Büyük şairimiz, edebiyatımızın medar-ı iftiharı merhum Mehmed Âkif, bir üdeba meclisinde "Viktor Hügolar, Şekspirler, Dekartlar; edebiyatta ve felsefede, Bedîüzzaman'ın bir talebesi olabilirler." demiştir.
Edib ve şairler, zeval ve firaktan ağlamışlar, ölümden vaveylâ etmişlerdir.
Güz mevsimini hüzünle tasvir etmişlerdir.
Hattâ dünyaca meşhur Arap edibleri "Eğer firak olmasa idi, ölüm ruhlarımızı almak için yol bulup gelemezdi." Manasında لَوْلَا مُفَارَقَةُ الْاَحْبَابِ مَا وَجَدَتْ لَهَا الْمَنَايَا اِلٰى اَرْوَاحِنَا سُبُلًا
demişlerdir.
Bedîüzzaman ise "Kâinattaki zeval, firak ve adem zahirîdir.
Hakikatte firak yok, visal var.
Zeval ve adem yok, teceddüd var.
Ve kâinatta her şey, bir nevi bekaya mazhardır.
Ölüm, bu âlem-i fâniden âlem-i bâkiye gitmektir.
Ölüm, ehl-i hidayet ve ehl-i Kur'an için öteki âleme gitmiş eski dost ve ahbaplarına kavuşmaya vesiledir.
Hem hakiki vatanlarına girmeye vasıtadır.
Hem zindan-ı dünyadan, bostan-ı cinana bir davettir.
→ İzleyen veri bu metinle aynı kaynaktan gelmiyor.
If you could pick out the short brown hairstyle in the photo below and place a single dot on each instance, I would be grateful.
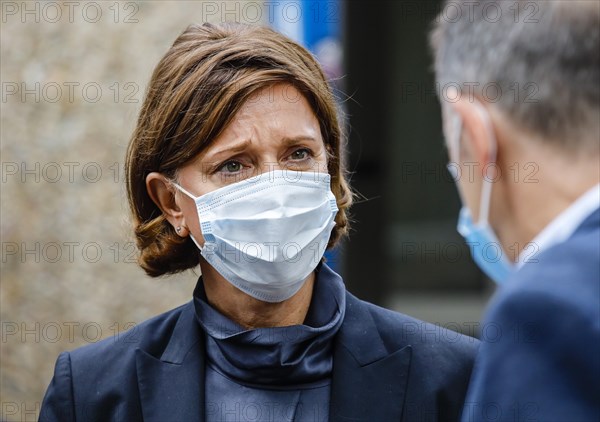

Hem Rahman-ı Rahîm'in fazlından, kendi hizmetine mukabil ahz-ı ücret etmeye bir nöbettir.
Hem vazife-i hayat külfetinden bir terhistir.
Hem ubudiyet ve imtihanın talim ve talimatından bir paydostur.
Azrail aleyhisselâm bugün gelse hoş geldin, safa geldin diye gülerek karşılayacağım" der.